Pastoral Care after hearing a Prophet
On Sunday, in worship, we listened to the prophet Amos speak to his people in a time of great turmoil. When Amos looked on injustices and unholy actions of his nation Israel in his time, he spoke holy words that many did not believe, but later became scripture.
When Rev. Dr. Martin Luther King Jr. looked on injustices and unholy actions of our nation in his time, he borrowed the prophetic words of Amos... "let justice roll down like waters, and righteousness like an ever-flowing stream." Many resisted Rev. Dr. King when he spoke those words, but now almost all of us know how prophetic and true his words were.
It can be hard to hear a prophet speak. It rattles the mind and heart. It is challenging to listen and not overreact. Prophets have a unique ability to speak truth so directly and sharply, it can really hurt to hear.
If you experienced worship Sunday, August 9, in person or online, live or later, perhaps you felt the sting of prophetic words.

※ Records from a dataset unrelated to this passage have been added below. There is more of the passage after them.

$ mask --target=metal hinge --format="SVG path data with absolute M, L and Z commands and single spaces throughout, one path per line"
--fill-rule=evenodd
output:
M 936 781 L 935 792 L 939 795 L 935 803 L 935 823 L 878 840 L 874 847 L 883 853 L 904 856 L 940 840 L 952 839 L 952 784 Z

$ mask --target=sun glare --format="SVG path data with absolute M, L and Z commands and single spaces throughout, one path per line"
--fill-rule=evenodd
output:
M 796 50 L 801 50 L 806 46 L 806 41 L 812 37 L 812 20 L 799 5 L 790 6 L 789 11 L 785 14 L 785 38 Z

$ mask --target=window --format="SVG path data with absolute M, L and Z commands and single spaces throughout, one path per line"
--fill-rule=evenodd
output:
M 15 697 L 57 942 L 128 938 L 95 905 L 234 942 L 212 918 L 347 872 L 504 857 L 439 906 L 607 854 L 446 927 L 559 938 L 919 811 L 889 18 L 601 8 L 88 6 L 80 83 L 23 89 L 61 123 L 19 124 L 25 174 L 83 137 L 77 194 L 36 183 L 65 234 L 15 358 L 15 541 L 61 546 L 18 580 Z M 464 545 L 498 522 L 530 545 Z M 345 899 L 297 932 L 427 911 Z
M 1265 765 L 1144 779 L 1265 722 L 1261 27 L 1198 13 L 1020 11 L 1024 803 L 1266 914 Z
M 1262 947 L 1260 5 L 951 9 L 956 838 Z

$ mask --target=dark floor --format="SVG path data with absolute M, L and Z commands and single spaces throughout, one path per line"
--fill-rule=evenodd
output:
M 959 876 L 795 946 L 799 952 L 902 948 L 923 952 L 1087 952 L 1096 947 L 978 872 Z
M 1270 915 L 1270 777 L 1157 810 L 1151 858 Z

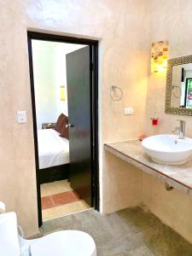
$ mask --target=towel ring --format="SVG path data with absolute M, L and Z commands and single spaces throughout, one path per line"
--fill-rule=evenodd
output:
M 178 89 L 179 90 L 179 93 L 180 93 L 180 95 L 177 95 L 176 93 L 175 93 L 175 91 L 174 91 L 174 90 L 175 89 Z M 180 98 L 180 96 L 181 96 L 181 94 L 182 94 L 182 90 L 181 90 L 181 88 L 178 86 L 178 85 L 172 85 L 172 95 L 174 96 L 174 97 L 175 98 Z
M 114 96 L 114 94 L 116 94 L 115 90 L 116 89 L 118 89 L 118 90 L 120 92 L 120 95 L 118 96 L 116 95 L 116 97 Z M 110 88 L 110 96 L 111 96 L 111 99 L 113 101 L 120 101 L 122 98 L 123 98 L 123 90 L 120 89 L 120 87 L 119 86 L 116 86 L 116 85 L 112 85 L 111 88 Z

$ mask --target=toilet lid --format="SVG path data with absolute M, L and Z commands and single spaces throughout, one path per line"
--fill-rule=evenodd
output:
M 96 244 L 87 233 L 78 230 L 55 232 L 31 243 L 32 256 L 95 256 Z

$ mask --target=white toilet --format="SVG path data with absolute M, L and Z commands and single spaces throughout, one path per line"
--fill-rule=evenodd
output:
M 15 212 L 0 214 L 0 255 L 3 256 L 96 256 L 93 238 L 78 230 L 54 232 L 26 240 L 18 234 Z

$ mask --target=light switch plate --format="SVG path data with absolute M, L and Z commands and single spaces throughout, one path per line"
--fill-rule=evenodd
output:
M 124 115 L 131 115 L 131 114 L 133 114 L 133 108 L 124 108 Z
M 25 110 L 18 110 L 17 111 L 17 122 L 19 124 L 26 124 L 26 113 Z

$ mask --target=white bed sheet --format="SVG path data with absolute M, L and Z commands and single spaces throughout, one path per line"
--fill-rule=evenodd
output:
M 69 142 L 53 129 L 38 130 L 39 169 L 69 163 Z

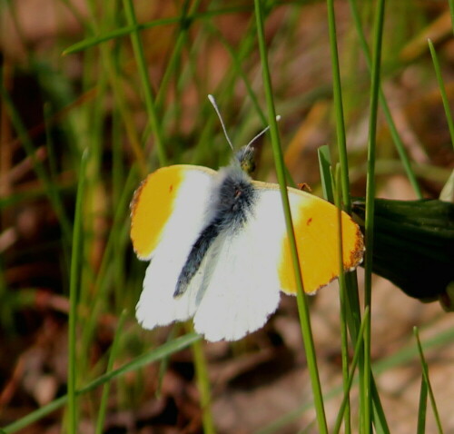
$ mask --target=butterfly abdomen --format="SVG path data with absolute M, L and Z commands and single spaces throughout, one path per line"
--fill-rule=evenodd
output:
M 178 278 L 173 297 L 184 293 L 192 279 L 200 269 L 209 248 L 221 232 L 237 232 L 251 215 L 254 204 L 255 189 L 250 178 L 236 167 L 229 168 L 221 178 L 212 195 L 215 203 L 210 203 L 215 210 L 208 225 L 203 228 L 192 244 L 188 259 Z

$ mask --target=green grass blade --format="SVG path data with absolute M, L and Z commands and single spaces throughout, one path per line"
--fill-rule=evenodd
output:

One person told me after worship, "I was feeling so heavy, but your benediction really helped." Another wrote me, thanking me for the connections from scripture through the 1960's to today, but feeling a bit hopeless in the face of it all.
So today, I want to reach out to you with a hug and some reassurance.
There are several normal human reactions to prophetic truth. They mirror what some call the "stages of grief". When a prophet speaks, we might experience:
a) Denial... How can this Prophet's words be true? Surely, they aren't right about this, are they?
b) Anger... How dare this Prophet suggest such a thing! They are just trying to trick us or confuse us, aren't they?
c) Bargaining... It can't be as bad as the Prophet claims. There must be some reasonable explanation, right?
d) Sadness... If the Prophet is right, what's the point? It's too big and there's nothing we can do to change it, is there?
Whatever you might have felt as we read and preached from prophet Amos, I am with you. I love you and God does too. If you want to resist or ask questions or vent or take a break, I am with you. I love you and God does too. Prophetic truths are hard to hear, and we will react differently. No matter the reaction, I love you and God does too.
See, there is no denial, anger, bargaining, or hopelessness that could ever diminish God's love for us. We are God's church, an extension of God's family. God has promised to show us truth and to love us no matter what, even when we cannot believe it. That's how good God is.
No matter how much prophetic truth might sting, remember, God's greatest truth is that God is love, and God loves you, and God is bringing God's beloved community into this world for all God's children.